Ernesto Milá Rodríguez (Barcelona, 1952) is a Spanish far right political activist known for his thesis about the distinction between patriotism, which he supports, and nationalism, which he sees as dangerous and divisive.
Born in Barcelona to a Catalan father belonging to the Penedès rural bourgeoisie and an Extremaduran immigrant mother (herself the daughter of a Republican military officer), Milá began his political activity as one of the members of the fringe right-wing extremist groups (usually named incontrolados, "uncontrolled elements") who rallied against leftist or pro-democratic meetings during late Francoism, usually assuming the role of unofficial mob breakers and violent counter-rioters. His political affiliation began in the relatively short-lived neonazi group PENS (Partido Español Nacional Socialista).

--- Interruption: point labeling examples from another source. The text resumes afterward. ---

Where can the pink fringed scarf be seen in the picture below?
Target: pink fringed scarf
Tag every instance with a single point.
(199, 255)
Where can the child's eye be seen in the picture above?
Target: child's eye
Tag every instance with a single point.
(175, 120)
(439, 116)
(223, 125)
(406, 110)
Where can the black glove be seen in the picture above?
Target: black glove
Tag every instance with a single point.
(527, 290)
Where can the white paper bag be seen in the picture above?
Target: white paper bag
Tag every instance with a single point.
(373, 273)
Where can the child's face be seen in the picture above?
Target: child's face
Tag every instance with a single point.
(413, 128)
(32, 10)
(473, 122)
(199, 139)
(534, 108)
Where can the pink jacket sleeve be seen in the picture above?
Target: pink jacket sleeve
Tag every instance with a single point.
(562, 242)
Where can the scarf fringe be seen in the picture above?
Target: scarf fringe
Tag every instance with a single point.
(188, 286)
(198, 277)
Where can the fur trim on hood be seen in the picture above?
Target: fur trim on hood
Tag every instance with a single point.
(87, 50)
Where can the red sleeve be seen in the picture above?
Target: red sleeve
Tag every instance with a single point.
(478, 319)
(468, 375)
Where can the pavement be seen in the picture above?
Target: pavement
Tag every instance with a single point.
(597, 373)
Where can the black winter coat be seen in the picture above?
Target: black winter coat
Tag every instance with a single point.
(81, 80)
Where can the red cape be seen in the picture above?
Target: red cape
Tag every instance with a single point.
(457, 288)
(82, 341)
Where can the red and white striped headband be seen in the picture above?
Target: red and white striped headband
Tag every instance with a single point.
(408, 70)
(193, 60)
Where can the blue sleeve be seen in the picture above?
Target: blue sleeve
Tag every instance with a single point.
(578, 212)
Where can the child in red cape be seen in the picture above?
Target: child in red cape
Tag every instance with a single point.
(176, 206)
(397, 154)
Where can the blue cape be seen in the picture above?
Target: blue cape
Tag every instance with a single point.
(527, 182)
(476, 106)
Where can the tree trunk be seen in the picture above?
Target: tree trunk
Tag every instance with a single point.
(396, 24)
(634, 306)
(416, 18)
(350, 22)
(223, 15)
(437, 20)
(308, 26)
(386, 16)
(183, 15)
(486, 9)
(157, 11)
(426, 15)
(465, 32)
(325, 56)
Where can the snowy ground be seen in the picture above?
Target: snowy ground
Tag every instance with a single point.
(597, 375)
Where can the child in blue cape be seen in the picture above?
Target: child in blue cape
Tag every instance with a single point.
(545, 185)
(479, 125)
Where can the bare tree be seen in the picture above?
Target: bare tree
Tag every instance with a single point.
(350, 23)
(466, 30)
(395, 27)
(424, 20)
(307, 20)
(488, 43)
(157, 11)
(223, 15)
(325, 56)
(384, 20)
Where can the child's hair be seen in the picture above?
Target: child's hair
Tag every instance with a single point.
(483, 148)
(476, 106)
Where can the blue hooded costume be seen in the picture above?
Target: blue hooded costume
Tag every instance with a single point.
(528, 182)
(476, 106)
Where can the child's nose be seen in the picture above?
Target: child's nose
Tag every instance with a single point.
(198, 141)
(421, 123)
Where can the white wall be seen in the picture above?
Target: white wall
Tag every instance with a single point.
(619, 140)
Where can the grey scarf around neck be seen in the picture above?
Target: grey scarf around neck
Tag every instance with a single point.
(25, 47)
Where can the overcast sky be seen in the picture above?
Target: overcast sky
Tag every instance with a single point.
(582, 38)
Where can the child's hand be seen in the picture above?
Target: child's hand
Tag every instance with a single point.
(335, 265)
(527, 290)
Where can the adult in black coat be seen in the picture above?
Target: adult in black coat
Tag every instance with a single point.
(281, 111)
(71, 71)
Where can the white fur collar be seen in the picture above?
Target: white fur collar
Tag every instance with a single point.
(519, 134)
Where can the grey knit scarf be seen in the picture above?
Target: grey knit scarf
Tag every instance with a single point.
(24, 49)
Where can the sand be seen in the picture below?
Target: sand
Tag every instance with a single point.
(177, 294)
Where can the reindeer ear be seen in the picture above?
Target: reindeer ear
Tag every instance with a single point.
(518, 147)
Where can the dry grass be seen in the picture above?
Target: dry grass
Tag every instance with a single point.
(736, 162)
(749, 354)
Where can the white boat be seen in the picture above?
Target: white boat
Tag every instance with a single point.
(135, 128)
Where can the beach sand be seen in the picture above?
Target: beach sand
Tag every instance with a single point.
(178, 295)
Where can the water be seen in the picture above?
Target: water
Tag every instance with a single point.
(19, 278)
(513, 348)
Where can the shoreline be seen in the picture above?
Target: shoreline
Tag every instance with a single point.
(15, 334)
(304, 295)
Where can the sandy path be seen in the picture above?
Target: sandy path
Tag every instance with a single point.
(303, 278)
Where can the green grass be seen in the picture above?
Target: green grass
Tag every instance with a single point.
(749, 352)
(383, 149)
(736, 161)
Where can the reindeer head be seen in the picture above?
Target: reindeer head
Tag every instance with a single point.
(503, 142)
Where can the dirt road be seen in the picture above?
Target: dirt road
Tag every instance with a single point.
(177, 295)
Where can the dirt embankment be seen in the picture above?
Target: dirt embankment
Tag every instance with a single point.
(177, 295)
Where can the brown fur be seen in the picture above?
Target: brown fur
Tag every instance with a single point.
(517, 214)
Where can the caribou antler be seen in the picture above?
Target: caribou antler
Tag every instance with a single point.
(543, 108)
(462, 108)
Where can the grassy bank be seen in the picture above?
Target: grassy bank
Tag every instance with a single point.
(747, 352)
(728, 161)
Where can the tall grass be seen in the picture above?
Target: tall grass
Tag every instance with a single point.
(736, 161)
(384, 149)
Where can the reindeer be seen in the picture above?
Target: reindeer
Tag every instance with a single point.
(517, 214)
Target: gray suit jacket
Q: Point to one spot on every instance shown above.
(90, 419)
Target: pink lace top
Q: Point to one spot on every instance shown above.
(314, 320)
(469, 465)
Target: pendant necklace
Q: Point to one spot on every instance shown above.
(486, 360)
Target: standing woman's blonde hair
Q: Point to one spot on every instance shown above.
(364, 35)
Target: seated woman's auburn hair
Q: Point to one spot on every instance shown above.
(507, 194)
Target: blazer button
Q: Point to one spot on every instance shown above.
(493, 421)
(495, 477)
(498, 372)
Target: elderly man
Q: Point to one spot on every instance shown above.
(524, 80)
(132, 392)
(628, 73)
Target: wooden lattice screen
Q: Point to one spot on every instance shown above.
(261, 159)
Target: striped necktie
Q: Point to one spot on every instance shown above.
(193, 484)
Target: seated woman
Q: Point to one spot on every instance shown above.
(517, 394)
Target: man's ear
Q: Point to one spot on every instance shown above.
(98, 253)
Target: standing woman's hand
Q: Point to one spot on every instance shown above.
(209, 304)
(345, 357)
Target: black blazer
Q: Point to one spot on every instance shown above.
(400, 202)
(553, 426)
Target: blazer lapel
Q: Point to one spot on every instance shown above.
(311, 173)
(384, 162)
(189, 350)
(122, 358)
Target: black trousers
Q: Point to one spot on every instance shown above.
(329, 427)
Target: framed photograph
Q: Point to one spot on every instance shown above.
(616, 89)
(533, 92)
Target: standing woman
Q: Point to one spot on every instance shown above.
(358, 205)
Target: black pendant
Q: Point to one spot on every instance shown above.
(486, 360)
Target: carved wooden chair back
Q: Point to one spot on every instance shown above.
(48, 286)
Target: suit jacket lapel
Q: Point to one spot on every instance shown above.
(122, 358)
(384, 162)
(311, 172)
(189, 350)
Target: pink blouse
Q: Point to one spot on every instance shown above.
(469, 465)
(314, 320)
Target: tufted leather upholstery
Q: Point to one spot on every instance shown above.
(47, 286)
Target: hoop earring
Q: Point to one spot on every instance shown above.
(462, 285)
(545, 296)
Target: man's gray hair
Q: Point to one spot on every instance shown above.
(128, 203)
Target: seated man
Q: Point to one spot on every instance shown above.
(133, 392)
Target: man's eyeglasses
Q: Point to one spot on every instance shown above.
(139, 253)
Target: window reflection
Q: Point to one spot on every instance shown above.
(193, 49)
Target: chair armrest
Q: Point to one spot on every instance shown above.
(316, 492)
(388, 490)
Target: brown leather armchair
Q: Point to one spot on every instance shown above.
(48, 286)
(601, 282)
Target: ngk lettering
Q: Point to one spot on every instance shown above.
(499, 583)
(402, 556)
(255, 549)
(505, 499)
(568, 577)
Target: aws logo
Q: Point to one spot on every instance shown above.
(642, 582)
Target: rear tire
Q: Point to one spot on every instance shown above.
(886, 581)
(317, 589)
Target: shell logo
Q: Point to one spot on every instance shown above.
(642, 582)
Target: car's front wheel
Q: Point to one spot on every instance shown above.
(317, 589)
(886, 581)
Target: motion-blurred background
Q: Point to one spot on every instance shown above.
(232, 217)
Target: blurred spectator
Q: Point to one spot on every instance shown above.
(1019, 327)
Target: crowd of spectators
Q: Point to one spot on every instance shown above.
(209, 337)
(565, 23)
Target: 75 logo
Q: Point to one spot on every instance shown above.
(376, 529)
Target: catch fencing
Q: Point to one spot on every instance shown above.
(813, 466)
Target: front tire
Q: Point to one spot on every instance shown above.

As Xavier Casals Meseguer explains in Los Neonazis en España (Editorial Grijalbo, 1995), the PENS terrorist attacks on the headquarters of El Ciervo (a relatively center-leaning Catholic journal), theTaller Picasso (1971), Catalan libraries (such as the Cinc d'Oros, 1971), the Gran enciclopédia catalana (1974) and libraries and public centers in Valencia (1975), among others, were not prosecuted—mainly due to the fact that the Francoist police and the SECED itself, along with a former member of Franco's bodyguard corps (Luis García Rodríguez, later founder of the neo-Nazi group Estado Nacional Europeo), provided active support for said actions.
Milá then became a member of the Círculo José Antonio in Barcelona, subsequently entering Blas Piñar's Fuerza Nueva (1975), from which he was expelled in 1977, mostly on the grounds of his recent civil marriage; he then joined the Fuerza Nueva splinter group Frente Nacional de la Juventud founded by Ramón Graells Bofill, which later merged into the Youth Front.